HAM radio has basically been middle-aged men tinkering with their toys and chatting in the over-the-air equivalent of IRC for decades now. All the emergency and research stuff is basically just LARPing.
But that doesn't mean it is obsolete. They're enjoying building this, and that's perfectly fine. Everyone is entitled to their own odd hobbies. Just... don't expect to be able to rely on it in an actual emergency.
Used to live in a city where the ham radio group was actively involved in and integrated into the city’s emergency response plans.
Their muster sites for a major disaster had at least 50% of their space dedicated to radio equipment. Every community center had equipment installed on site. There was a large radio room in the regional emergency operations center building, a wackload of antennas on the roof, and a dedicated desk for the group in the main EOC room.
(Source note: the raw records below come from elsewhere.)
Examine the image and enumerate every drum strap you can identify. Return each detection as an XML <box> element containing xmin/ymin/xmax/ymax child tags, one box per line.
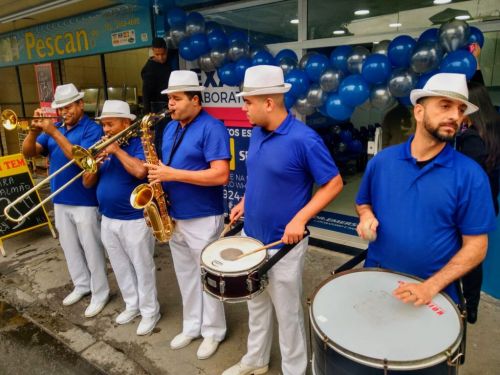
<box><xmin>223</xmin><ymin>221</ymin><xmax>244</xmax><ymax>237</ymax></box>
<box><xmin>333</xmin><ymin>249</ymin><xmax>368</xmax><ymax>274</ymax></box>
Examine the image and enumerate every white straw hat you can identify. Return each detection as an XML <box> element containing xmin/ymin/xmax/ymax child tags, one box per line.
<box><xmin>96</xmin><ymin>100</ymin><xmax>136</xmax><ymax>121</ymax></box>
<box><xmin>410</xmin><ymin>73</ymin><xmax>478</xmax><ymax>115</ymax></box>
<box><xmin>161</xmin><ymin>70</ymin><xmax>205</xmax><ymax>94</ymax></box>
<box><xmin>51</xmin><ymin>83</ymin><xmax>85</xmax><ymax>109</ymax></box>
<box><xmin>237</xmin><ymin>65</ymin><xmax>291</xmax><ymax>97</ymax></box>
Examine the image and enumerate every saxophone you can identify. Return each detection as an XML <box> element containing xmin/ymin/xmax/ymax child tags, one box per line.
<box><xmin>130</xmin><ymin>114</ymin><xmax>175</xmax><ymax>243</ymax></box>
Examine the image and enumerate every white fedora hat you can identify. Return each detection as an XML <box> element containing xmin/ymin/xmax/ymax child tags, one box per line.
<box><xmin>237</xmin><ymin>65</ymin><xmax>291</xmax><ymax>97</ymax></box>
<box><xmin>161</xmin><ymin>70</ymin><xmax>205</xmax><ymax>94</ymax></box>
<box><xmin>410</xmin><ymin>73</ymin><xmax>478</xmax><ymax>115</ymax></box>
<box><xmin>96</xmin><ymin>100</ymin><xmax>136</xmax><ymax>121</ymax></box>
<box><xmin>51</xmin><ymin>83</ymin><xmax>85</xmax><ymax>109</ymax></box>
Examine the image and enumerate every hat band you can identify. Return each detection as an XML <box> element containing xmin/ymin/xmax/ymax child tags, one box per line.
<box><xmin>100</xmin><ymin>111</ymin><xmax>131</xmax><ymax>117</ymax></box>
<box><xmin>242</xmin><ymin>83</ymin><xmax>286</xmax><ymax>92</ymax></box>
<box><xmin>53</xmin><ymin>93</ymin><xmax>81</xmax><ymax>104</ymax></box>
<box><xmin>167</xmin><ymin>84</ymin><xmax>202</xmax><ymax>91</ymax></box>
<box><xmin>427</xmin><ymin>90</ymin><xmax>468</xmax><ymax>102</ymax></box>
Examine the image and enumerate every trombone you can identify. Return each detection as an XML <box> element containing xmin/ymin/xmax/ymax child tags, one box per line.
<box><xmin>3</xmin><ymin>110</ymin><xmax>170</xmax><ymax>223</ymax></box>
<box><xmin>1</xmin><ymin>109</ymin><xmax>60</xmax><ymax>131</ymax></box>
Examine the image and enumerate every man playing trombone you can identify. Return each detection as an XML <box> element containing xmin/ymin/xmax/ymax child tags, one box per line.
<box><xmin>22</xmin><ymin>83</ymin><xmax>110</xmax><ymax>318</ymax></box>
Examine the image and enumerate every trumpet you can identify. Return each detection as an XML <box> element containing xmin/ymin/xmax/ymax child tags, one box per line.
<box><xmin>1</xmin><ymin>109</ymin><xmax>61</xmax><ymax>131</ymax></box>
<box><xmin>3</xmin><ymin>111</ymin><xmax>170</xmax><ymax>223</ymax></box>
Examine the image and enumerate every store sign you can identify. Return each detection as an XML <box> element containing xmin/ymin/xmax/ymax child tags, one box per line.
<box><xmin>0</xmin><ymin>4</ymin><xmax>151</xmax><ymax>67</ymax></box>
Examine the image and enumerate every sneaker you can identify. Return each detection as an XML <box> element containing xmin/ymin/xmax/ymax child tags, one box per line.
<box><xmin>84</xmin><ymin>296</ymin><xmax>109</xmax><ymax>318</ymax></box>
<box><xmin>115</xmin><ymin>309</ymin><xmax>140</xmax><ymax>325</ymax></box>
<box><xmin>170</xmin><ymin>332</ymin><xmax>198</xmax><ymax>350</ymax></box>
<box><xmin>136</xmin><ymin>313</ymin><xmax>161</xmax><ymax>336</ymax></box>
<box><xmin>196</xmin><ymin>337</ymin><xmax>220</xmax><ymax>360</ymax></box>
<box><xmin>62</xmin><ymin>290</ymin><xmax>90</xmax><ymax>306</ymax></box>
<box><xmin>222</xmin><ymin>362</ymin><xmax>269</xmax><ymax>375</ymax></box>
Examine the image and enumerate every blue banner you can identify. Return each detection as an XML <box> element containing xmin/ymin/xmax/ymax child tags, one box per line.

The city paid for me to attend multi-day courses where some of the other 12 people in the room were “the chief of the fire department”.
The group, internally, ran a multitude of training programs to ensure the people responding would be able to handle the tasks they would need to do. During some day-long simulations to test the emergency response, the city explicitly called a communications blackout to simulate all phone and other communication systems going dark and validate the capabilities of the radio group.
There’s still a lot of value in amateur radio in an emergency… with an organized, trained group of people. Which across the multitude of places I’ve lived I’ve only ever come across once.
So yeah, mostly just LARPing.
(As a maybe-interesting side note… The average age in that group was substantially lower than anywhere else I’ve dropped in on a radio group as well.)
> All the emergency and research stuff is basically just LARPing.
Today that is possibly true. But back in the 1990's when I was really active, I did pass health and welfare traffic during a natural disaster. And probably the coolest thing, I provided a phone patch for a missionary in Africa, to call his home in Virginia.
Now with the prevalence of the internet and cell phones... yeah, probably just LARPing.
Don’t see this as any different than amateur programmers releasing another framework. Already established norms, will very likely never take off, but a great way for a person to learn a hobby with real world experience —- in this case radio instead of a programming language.
There’s definitely those “when shit hits the fan” prepper types but outside rural US hams it’s not the norm worldwide. They’re a certainly deluded group.